Bruised #small stone 6
The bruise on the back of my hand has blossomed like a strange demonic rose. “That’s going to bruise,” the nurse told me and she was right.
From a tiny red bud where the cannula failed to slide neatly into my vein, livid petals have emerged, spreading to cover most of the hand. The centre turned a deep angry blue red, before the dying blood seeped further under the skin, discolouring it in a fascinating and horribly compelling rainbow, changing each day. Most petals are now the brownish colour of rain-rotten roses fading into a sickly yellow at the edges. The furthest end of the mark, where the vein enters my wrist has a hint of green.
I am so tired of blood, in all its incarnations.
I had a pretty awful weekend and not one I planned either. Early on Saturday morning I woke with very bad pain in my lower abdomen and after taking some tablets, I found I was becoming more unwell and realising that I was going to pass out, woke my husband up. I’m too tired to write much but as a result of the pain, my blood pressure dropped through the floor and I started to lose consciousness. The ambulance came and whisked me away, a lovely paramedic called Steve gave me morphine to try and deal with the pain.

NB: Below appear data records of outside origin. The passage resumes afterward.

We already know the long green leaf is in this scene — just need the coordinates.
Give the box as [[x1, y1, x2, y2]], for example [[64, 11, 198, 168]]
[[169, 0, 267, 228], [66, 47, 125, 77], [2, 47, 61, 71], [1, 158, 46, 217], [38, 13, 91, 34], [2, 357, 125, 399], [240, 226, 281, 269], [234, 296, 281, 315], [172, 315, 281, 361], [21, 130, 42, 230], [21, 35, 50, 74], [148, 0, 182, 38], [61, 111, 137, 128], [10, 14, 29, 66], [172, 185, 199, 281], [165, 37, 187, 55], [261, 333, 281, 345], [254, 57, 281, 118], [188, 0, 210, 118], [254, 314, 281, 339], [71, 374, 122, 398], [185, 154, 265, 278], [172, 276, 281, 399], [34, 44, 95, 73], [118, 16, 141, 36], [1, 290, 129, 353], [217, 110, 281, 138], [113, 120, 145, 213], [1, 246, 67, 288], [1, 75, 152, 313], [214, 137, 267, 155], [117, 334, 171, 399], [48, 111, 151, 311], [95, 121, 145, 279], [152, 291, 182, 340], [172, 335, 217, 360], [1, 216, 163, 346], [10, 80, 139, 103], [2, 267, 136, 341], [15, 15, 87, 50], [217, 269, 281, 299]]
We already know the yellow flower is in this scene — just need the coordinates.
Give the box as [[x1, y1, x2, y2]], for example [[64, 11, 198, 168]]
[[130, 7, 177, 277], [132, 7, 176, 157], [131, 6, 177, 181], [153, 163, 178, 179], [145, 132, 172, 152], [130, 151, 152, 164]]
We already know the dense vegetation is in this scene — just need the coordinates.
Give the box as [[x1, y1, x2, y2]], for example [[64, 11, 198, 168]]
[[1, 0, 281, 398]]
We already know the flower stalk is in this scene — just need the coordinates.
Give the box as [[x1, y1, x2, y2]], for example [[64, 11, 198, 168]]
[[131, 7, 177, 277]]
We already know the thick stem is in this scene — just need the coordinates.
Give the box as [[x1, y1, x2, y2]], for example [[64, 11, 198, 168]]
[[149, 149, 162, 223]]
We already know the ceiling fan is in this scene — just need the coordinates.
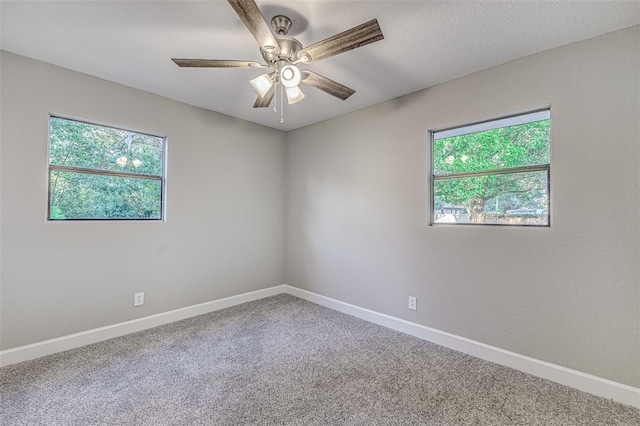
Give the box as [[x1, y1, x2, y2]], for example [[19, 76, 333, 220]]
[[172, 0, 384, 110]]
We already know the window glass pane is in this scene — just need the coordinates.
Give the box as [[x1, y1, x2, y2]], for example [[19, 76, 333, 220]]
[[49, 117, 163, 176], [433, 119, 550, 175], [50, 171, 161, 220], [434, 170, 548, 226]]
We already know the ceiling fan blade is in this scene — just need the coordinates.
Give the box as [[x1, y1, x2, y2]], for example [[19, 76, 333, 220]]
[[253, 84, 275, 108], [297, 19, 383, 63], [228, 0, 281, 54], [172, 59, 266, 68], [301, 70, 355, 101]]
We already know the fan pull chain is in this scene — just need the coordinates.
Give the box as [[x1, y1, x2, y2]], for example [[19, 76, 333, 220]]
[[280, 83, 284, 124], [273, 83, 277, 113]]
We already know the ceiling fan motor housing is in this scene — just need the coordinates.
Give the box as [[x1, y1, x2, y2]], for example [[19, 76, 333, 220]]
[[258, 15, 303, 65], [261, 34, 302, 65]]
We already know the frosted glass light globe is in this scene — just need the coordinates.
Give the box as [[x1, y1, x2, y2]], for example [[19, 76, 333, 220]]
[[280, 65, 301, 88]]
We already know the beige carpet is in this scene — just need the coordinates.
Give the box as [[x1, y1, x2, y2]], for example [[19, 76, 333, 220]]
[[1, 294, 638, 425]]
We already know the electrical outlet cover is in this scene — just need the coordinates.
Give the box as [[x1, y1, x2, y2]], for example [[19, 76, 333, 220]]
[[134, 292, 144, 307], [408, 296, 417, 310]]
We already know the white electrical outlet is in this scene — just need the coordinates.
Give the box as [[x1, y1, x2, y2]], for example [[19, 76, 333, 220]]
[[134, 292, 144, 307], [408, 296, 417, 311]]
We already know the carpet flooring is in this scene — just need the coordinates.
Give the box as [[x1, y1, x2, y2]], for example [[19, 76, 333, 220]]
[[1, 294, 638, 425]]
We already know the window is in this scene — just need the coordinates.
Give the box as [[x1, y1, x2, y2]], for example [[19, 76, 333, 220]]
[[431, 109, 550, 226], [48, 116, 166, 220]]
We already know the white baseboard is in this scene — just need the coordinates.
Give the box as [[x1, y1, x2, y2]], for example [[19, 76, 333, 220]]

I spent all weekend and yesterday in hospital, but without what I would call proper resolution for the problem. No scans but those for life-or-death patients are available at that hospital during the weekend so I was kept in till Monday, and even then didn’t get one. There is something fundamentally wrong with a hospital that doesn’t get that people get sick and injured at weekends and make appropriate arrangements.
Hospital is not a good place for a sensitive spirit; noise and lights and constant lack of privacy are only a few of the things that make resting impossible, so I am very glad to get home to rest.
I have had some interesting thoughts, but am still to befuddled to put them down so it may be a week or two before I can write them.